Journal of Universal Computer Science, vol. 10, no. 3 (2004), 162-175submitted: 30/1/04, accepted: 27/2/04, appeared: 28/3/04 © J.UCSan epistemological reading of the different KM approaches, although well rooted in the KM literature (see for example [Nonaka 95] and [Drucker 94]), is obviously a major one, if we consider that KM aims at managing a resource whose nature has being debated for long and that is still, perhaps more than ever, object of a strong philosophical, cultural, and social debate. As we will suggest, such debate has implications that go far beyond a mere philosophical reading. In fact, different epistemological assumptions lead to very different answers on how knowledge and learning must be organized, and on what is the role of management and technology. Moreover the exploration of the relationship between the very nature of knowledge and its organization, can provide not just a lens in order to explain the coexistence of heterogeneous approaches to KM. It also represents a chance to discover a type of issue which is particularly relevant to managers that have to make decisions; it hides a trade-off between two very valuable opportunities that implicate very undesired consequences. In particular, we claim that each epistemological view and KM approach can be considered as an “archetype” that responds to different, and often conflicting, needs. On the one hand, the need to maximize the value of knowledge through its replication leads to objectification-codification, whereas, on the other hand, the need to keep knowledge appropriate to an increasingly complex and changing environment leads to subjectification-contextualization. From a managerial stand point, this phenomenon should be red as a “good new”: KM is more likely to be considered as a challenging managerial discipline since it deals with the capacity to choose, balance, compromise, and find an equilibrium between conflicting but valuable issues.

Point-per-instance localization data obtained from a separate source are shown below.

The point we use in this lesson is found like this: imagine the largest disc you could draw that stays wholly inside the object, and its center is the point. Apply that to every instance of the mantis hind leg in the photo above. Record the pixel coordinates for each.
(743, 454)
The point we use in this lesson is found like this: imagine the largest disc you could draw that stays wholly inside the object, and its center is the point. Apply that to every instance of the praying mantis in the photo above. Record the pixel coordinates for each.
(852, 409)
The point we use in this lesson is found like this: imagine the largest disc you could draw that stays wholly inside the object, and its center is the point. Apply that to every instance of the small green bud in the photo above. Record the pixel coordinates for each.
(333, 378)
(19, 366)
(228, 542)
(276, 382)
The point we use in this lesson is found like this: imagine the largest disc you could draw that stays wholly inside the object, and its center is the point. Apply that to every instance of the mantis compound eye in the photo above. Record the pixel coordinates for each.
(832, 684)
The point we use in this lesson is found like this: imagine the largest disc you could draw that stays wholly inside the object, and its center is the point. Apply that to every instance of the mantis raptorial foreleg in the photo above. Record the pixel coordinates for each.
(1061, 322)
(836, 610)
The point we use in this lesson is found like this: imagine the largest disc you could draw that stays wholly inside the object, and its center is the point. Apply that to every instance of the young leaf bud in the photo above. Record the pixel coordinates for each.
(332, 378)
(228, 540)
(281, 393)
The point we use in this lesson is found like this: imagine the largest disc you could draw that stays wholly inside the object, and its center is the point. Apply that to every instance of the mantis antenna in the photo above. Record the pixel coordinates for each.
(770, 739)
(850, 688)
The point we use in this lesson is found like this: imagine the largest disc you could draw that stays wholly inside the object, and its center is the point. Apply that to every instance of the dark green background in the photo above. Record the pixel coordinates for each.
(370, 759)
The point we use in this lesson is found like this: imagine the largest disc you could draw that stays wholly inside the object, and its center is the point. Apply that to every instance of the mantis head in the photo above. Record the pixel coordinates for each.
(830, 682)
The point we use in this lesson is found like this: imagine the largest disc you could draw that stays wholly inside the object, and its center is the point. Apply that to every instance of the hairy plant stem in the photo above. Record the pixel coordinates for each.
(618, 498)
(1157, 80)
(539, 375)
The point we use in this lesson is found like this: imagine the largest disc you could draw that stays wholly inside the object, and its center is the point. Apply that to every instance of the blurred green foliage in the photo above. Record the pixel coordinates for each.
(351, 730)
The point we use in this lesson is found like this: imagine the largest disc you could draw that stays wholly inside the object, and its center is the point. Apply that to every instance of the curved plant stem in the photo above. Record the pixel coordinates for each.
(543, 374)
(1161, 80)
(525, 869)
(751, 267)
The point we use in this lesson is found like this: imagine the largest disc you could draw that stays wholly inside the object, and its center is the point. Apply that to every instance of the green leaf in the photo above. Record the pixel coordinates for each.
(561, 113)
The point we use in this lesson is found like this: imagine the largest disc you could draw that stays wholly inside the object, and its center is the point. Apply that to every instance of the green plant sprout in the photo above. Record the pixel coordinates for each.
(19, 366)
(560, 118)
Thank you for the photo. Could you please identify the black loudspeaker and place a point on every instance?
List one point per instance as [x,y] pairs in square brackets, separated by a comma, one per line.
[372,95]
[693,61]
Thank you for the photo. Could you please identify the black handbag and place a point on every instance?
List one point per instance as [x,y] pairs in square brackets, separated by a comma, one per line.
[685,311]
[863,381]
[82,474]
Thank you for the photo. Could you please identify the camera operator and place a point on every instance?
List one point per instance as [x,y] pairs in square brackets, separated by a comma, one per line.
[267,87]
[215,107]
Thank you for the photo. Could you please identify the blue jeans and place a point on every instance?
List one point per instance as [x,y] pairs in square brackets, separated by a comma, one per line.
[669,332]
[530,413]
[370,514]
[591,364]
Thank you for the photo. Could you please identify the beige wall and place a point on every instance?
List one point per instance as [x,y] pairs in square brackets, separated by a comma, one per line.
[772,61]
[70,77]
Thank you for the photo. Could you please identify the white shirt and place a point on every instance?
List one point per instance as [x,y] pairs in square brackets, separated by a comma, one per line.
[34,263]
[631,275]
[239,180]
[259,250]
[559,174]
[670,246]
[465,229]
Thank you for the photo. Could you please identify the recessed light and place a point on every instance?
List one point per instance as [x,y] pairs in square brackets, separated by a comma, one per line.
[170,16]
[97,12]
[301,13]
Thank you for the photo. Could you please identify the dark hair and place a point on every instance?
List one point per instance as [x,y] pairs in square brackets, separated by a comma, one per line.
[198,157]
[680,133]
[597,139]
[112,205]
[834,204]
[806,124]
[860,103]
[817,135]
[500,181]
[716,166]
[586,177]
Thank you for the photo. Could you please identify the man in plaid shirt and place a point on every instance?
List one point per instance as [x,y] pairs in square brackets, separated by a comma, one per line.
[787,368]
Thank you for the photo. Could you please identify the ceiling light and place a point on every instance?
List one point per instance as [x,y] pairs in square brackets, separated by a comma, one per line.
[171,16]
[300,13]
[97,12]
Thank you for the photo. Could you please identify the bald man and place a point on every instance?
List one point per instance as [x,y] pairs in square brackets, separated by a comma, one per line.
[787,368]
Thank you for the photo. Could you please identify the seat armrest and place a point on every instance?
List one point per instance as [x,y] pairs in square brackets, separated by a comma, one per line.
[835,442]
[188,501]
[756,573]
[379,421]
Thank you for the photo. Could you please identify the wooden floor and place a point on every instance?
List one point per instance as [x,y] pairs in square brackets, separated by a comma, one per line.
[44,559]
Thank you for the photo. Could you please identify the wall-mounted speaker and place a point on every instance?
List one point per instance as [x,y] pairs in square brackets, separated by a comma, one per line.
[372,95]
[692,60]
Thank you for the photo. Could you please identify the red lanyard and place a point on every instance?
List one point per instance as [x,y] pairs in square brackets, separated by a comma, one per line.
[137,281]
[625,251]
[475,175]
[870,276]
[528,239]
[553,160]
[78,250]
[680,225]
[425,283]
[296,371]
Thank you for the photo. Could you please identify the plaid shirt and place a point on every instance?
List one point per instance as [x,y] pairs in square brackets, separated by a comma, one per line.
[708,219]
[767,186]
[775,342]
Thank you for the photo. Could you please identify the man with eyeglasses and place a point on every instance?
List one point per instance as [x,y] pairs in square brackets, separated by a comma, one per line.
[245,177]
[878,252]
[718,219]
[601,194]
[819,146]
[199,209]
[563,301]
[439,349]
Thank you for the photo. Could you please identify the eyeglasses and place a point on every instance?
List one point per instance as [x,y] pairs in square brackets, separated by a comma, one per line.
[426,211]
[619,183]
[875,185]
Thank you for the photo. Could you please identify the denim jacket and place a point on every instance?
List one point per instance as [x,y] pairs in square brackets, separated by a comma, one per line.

2 Objectivist Approach: knowledge as content A first macro-approach to KM, which we call the rational objectivistic approach, has its organizational roots in the theory of rational decision making. In its “classic” version, this theory sees knowledge as an objective, non-problematic resource, whose availability and transparency is taken for granted. Later versions of the theory, inspired by Simon’s work on bounded [Simon 72] and procedural [Simon 76] rationality, made clear that human beings have a limited capacity of elaborating information, that acquiring information costs money, and thus the information available when making a decisions is necessarily limited. In both versions, however, knowledge is viewed as an “object” or content that can be stored and used in a non problematic way, independently from subjectivity of producers and consumers. Two are the major KM views that can derive from the objectivist-rationalistic perspective: the “knowledge as a market” approach, and the “knowledge as intellectual capital” approach.